Food for Sport

Libby commuted. Son of Gore arrested. Al Zawahri’s 90-minute lunatic rant. Hamas’s PR ploy. Three barges of fireworks over Manhattan.

Phooey!

It was that Belushi-inspired gorge-fest in Brooklyn that usurped all other newsmaking wannabes on the 4th of July.

Everywhere we turned, the mellifluous-sounding names of Joey Chestnut and Kobayashi succeeded in capturing the collective consciousness — not only here, but abroad as well.

And why not? It had all the ingredients (and few fillers).

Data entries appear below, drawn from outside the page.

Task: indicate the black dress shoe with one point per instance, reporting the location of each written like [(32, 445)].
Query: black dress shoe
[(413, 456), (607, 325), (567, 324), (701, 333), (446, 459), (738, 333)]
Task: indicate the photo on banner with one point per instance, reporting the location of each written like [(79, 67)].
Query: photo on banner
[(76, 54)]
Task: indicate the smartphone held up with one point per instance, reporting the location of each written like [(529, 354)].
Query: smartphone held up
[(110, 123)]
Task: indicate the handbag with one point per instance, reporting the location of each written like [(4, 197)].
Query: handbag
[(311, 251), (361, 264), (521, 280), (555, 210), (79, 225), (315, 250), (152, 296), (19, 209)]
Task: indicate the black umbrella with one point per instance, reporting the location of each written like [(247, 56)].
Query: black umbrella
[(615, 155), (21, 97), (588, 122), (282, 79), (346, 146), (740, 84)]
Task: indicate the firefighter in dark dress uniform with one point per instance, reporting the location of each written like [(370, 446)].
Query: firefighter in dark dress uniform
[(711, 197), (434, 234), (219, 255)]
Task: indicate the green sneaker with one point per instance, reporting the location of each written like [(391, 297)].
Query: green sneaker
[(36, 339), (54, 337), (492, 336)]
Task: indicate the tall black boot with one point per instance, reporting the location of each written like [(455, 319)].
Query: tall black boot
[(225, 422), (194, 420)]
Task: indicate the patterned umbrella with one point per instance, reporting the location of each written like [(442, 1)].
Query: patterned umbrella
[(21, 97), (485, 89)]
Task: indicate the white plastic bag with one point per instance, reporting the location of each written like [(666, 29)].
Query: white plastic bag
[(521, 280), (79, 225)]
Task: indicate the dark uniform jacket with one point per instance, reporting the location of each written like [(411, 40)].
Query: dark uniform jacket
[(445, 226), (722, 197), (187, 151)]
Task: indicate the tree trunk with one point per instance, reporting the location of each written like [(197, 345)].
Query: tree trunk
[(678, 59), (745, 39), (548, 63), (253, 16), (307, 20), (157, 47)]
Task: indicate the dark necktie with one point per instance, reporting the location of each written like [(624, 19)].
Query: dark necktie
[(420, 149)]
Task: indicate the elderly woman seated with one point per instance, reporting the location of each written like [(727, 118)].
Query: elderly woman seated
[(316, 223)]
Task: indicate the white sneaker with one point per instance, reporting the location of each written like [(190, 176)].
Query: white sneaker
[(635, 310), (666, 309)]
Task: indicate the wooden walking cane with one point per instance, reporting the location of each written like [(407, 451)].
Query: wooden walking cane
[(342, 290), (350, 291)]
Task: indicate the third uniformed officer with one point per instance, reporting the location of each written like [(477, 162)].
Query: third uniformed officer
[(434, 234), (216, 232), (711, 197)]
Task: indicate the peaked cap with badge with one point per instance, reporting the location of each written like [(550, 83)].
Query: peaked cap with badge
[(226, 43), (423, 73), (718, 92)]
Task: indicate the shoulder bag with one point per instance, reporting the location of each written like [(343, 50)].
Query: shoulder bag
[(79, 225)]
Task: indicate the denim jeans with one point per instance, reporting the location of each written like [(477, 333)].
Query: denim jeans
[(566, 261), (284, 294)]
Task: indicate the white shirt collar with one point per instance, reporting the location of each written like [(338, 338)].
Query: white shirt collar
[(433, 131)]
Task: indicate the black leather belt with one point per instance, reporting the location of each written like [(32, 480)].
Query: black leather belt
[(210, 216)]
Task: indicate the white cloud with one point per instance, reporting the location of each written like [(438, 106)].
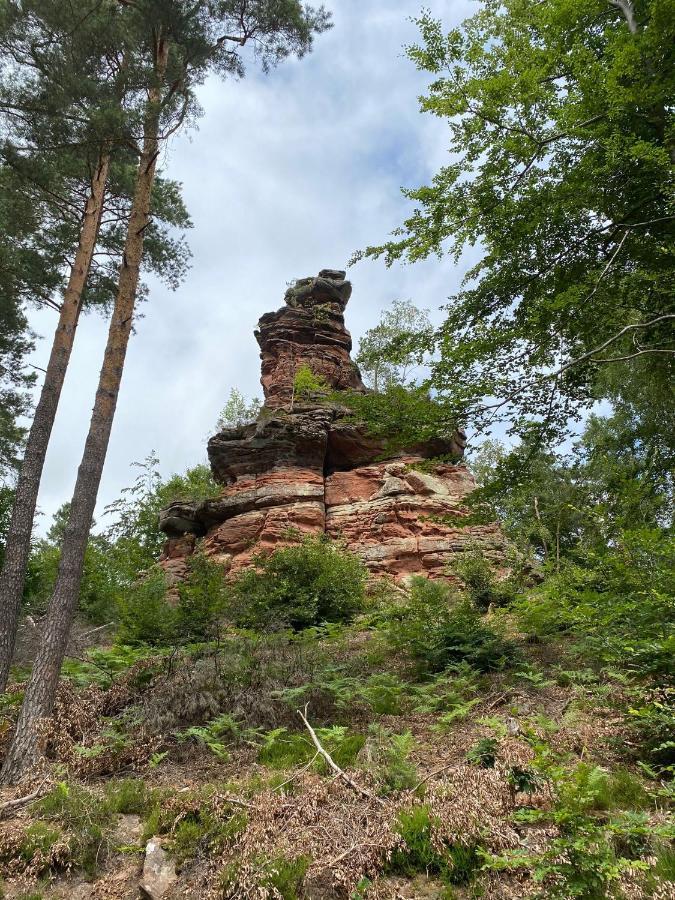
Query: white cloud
[(287, 174)]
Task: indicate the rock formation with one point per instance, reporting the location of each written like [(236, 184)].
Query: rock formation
[(305, 467)]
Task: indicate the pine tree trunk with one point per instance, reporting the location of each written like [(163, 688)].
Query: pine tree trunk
[(19, 536), (27, 743)]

Even Consumer Reports agreed by recently naming the Nathan’s hot dog as the second best in America (behind Hebrew National).

ESPN aired the hot dog eating contest live, and thousands of other media outlets weighed in with reports of a lock-jawed Kobayashi losing his crown (and his cookies) before a cheering crowd.

It’s unclear whether this annual ritual translates into incremental hot dog sales for Nathans (or ketchup sales for Heinz), but it certainly can’t hurt. One glutinous winner: the sport of Major League Eating . The AP reports:

“Chestnut said he probably won’t eat a regular meal until tonight. But normalcy will be short-lived. Next week, he’s heading back to New York, where Pizza Hut is hosting an eating competition. Chestnut plans to be there.”

Good for Pizza Hut! It’s like getting Tiger Woods to commit to playing in one’s golf tournament. Well, maybe not.